Конечно, куда?! Ноги у Инги длиннее, плечи уже, лицо не мужественное и уж совсем не похожа на манерного гомика.
– Пойдем, посидишь с нами, – пригласил Женя в благодарность за то, что не услышал реплик по поводу внешности Яси.
– Неудобно.
– С Максом все удобно! Классный чувак! – похвалил Хмурый и потащил за собой.
Рука у него цепкая, не вырвешься.
– А кто к нам пришел?! – радостно закричал пьяненький Рамиль. – Налейте ему, пусть выпьет с нами, фалян-тугэн!

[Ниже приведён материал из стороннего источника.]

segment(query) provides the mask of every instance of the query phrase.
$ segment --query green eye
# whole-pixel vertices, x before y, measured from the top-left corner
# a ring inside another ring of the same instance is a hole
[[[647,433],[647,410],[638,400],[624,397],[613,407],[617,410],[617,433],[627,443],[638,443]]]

В комнате появилась вторая кровать. Женя отдал ее Олегу, утверждая, что, благодаря гостям, привык спать на полу, но все догадывались, что это был способ избавиться от непрошенных гостей, которые, пользуясь неумением Хмурого говорить «нет», постоянно у него ночевали. Обе кровати стояли у правой стены. Возле первой от окна находился письменный стол, который так и не обзавелся ящичками. Сейчас на нем выстроилась батарея бутылок с длинными узкими горлышками и яркими этикетками с надписями на иностранном языке, окруженных гранеными стаканами, наполненными на треть янтарным вином. Терпкий аромат вина заглушал духи Инги. Рамиль сидел на кровати у самого окна, рядом с ним – Олег, следующий – Макс, потом, на углу стола, не боясь, что семь лет не выйдет замуж, – Инга. Остальным места на той кровати не хватило, пришлось сидеть на Олеговой, сбоку от стола.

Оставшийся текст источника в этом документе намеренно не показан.